Recognition: 2 theorem links

· Lean Theorem

Cripping AI: Reimagining AI Through Lived Disability Experiences

Jingjin Li, Shaomei Wu, Ting-an Lin, Xinru Tang

Pith reviewed 2026-05-08 18:55 UTC · model grok-4.3

classification 💻 cs.HC cs.AI
keywords cripping AIcrip theorydisability studiesAI ethicsaccessible technologylived experienceableisminclusive AI design
0
0 comments X

The pith

Cripping AI centers lived disability experiences to dismantle ableist assumptions in AI development and evaluation.

A machine-rendered reading of the paper's core claim, the machinery that carries it, and where it could break.

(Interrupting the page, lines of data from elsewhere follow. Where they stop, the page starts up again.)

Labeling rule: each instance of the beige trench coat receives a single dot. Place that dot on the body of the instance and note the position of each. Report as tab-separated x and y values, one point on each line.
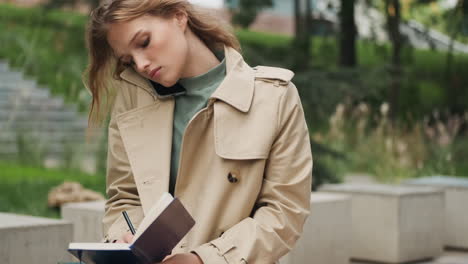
245	165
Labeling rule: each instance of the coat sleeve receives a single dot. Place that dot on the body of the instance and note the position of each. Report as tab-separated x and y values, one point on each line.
284	200
122	194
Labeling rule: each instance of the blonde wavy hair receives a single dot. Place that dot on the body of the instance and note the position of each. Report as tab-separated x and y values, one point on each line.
103	66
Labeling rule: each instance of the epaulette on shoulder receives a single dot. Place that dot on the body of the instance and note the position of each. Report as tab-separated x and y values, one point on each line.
273	74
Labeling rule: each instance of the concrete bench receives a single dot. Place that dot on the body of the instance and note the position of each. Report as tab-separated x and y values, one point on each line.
394	224
86	218
327	232
33	240
456	208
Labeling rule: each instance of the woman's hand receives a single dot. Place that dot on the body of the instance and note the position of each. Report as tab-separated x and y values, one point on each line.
183	258
126	238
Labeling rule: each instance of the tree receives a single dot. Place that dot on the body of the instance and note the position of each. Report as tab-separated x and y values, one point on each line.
247	10
302	38
392	10
459	15
348	33
62	3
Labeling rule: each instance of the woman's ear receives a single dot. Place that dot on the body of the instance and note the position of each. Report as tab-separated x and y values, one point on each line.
181	19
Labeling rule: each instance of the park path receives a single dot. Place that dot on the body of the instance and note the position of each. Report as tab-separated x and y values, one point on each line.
36	125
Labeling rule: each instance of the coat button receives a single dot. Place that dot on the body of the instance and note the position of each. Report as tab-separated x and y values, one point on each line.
232	178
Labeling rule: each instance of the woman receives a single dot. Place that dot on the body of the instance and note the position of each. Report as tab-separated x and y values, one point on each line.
230	141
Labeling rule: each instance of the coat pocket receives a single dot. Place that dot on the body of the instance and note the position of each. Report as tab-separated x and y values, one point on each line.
242	136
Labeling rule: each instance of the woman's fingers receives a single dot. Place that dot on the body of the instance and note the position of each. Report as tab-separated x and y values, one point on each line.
128	237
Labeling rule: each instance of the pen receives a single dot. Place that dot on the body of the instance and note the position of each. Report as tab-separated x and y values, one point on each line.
129	223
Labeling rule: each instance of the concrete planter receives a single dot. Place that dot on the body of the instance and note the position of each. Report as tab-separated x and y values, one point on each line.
326	236
456	207
394	224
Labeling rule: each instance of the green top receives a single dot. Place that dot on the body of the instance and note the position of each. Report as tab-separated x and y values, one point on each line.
199	89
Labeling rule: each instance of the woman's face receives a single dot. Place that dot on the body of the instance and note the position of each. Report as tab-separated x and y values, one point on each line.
155	47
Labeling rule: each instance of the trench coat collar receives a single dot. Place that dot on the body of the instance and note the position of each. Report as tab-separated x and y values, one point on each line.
236	89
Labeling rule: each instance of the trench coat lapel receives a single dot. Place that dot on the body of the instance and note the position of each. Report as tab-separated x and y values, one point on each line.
147	135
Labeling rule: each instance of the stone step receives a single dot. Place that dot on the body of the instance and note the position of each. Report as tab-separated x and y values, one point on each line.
11	75
24	93
48	147
24	115
13	83
4	66
35	104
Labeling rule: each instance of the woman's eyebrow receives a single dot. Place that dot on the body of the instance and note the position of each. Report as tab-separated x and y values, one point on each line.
134	37
130	43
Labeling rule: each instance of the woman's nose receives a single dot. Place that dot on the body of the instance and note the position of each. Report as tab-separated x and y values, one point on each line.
142	64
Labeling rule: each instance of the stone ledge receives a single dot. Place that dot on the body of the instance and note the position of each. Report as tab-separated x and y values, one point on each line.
28	239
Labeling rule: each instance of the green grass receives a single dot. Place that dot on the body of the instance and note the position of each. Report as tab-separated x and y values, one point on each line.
24	189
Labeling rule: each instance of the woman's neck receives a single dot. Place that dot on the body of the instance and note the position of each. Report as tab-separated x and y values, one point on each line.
200	59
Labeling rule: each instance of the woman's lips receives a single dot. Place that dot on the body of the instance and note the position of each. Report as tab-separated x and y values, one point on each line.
155	73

This paper proposes cripping AI as a framework drawn from crip theory to place the real experiences of disabled people at the center of how artificial intelligence is researched, designed, and judged. Rather than treating disability as a limitation to patch with accessibility add-ons, the approach works to expose and remove the hidden assumptions that treat typical bodies and minds as the default. The authors apply the framework to three cases involving sign language AI, visual assistive technologies, and speech systems for stuttering to show how disabled knowledge can reshape what counts as a good AI outcome. A reader would care because the shift could make disabled people active co-creators instead of after-the-fact users, leading to systems that fit a wider range of human variation from the start.

Core claim

Drawing on crip theory, the paper proposes cripping AI as a guiding framework to center lived disability experiences in AI research and development. Moving beyond calls to make AI accessible to people with disabilities, cripping AI seeks to reveal and dismantle ableist assumptions embedded in how AI is imagined, designed, and evaluated; center disabled ways of knowing known as cripistemologies; and respect disabled labor in co-creating accessible practices. The framework is demonstrated through three illustrative cases of deafness and sign language AI, blindness and visual assistive AI, and stuttering and speech AI, followed by directions for extending the work to diverse human bodyminds, to

What carries the argument

The cripping AI framework, which applies crip theory to identify ableist assumptions, value cripistemologies, and honor disabled labor across AI design and use.

If this is right

  • AI evaluation would expand beyond accuracy or speed to include whether systems challenge or reinforce norms that exclude disabled bodyminds.
  • Disabled people would participate throughout the full AI pipeline as co-creators rather than as end users or test subjects.
  • The framework would apply across the entire AI ecosystem, from data collection to deployment and ongoing maintenance.
  • AI efforts would routinely connect with other justice-oriented work to address overlapping forms of marginalization.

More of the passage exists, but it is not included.